L.A. Paper's Porn Industry Coverage Will Harm Families, AFA Spokesman Warns
by Mary Rettig
November 14, 2005
(AgapePress) - - The director of research for the American Family Association says the recent addition of a pornography reporter to the staff at the Los Angeles Times shows how mainstream pornography has become. Last spring, Ralph Frammolino began regularly covering the pornography industry for the newspaper. He says the porn trade is too big an economic engine to be ignored. According to Frammolino, the addition of the multi-billion-dollar porn trade as a news topic is thanks to the LA Times' new editor-in-chief, John Carroll. Frammolino says since Carroll came on board, the Times has "vamped up" its entertainment coverage; and since so-called "adult entertainment" is big business -- and legal -- the paper is "going to cover it that way."
But according to Ed Vitagliano of the American Family Association, the decision to put a reporter on the porn beat is not a surprising move from the liberal Los Angeles paper but is simply a sign of an overly sexualized contemporary culture.
"It would be the obvious next step," he says, "especially in a state like California, which is known for being culturally as blue a state as you can find, for pornography just to be considered another part of the entertainment menu."

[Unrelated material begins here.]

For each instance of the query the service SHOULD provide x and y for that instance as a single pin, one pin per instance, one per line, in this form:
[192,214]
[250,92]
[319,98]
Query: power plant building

However, because of the Times' new spotlight on "adult entertainment," the AFA spokesman points out, parents who get the paper must now be concerned about what their children may encounter as they flip through its pages. "Kids looking through those kinds of sections of the paper for the normal, run-of-the-mill entertainment that they're used to are now going to find some highly sexualized surprises," he notes.
Vitagliano says he is not sure whether the LA Times is really trying to be topically relevant or whether the publication is just catering to an industry with a lot of money so it can garner revenue. Either way, he asserts, the daily paper's regular coverage of porn industry news is still going to normalize pornography in some people's minds, and its fallout will ultimately harm marriages and families.
Mary Rettig, a regular contributor to AgapePress, is a reporter for American Family Radio News, which can be heard online.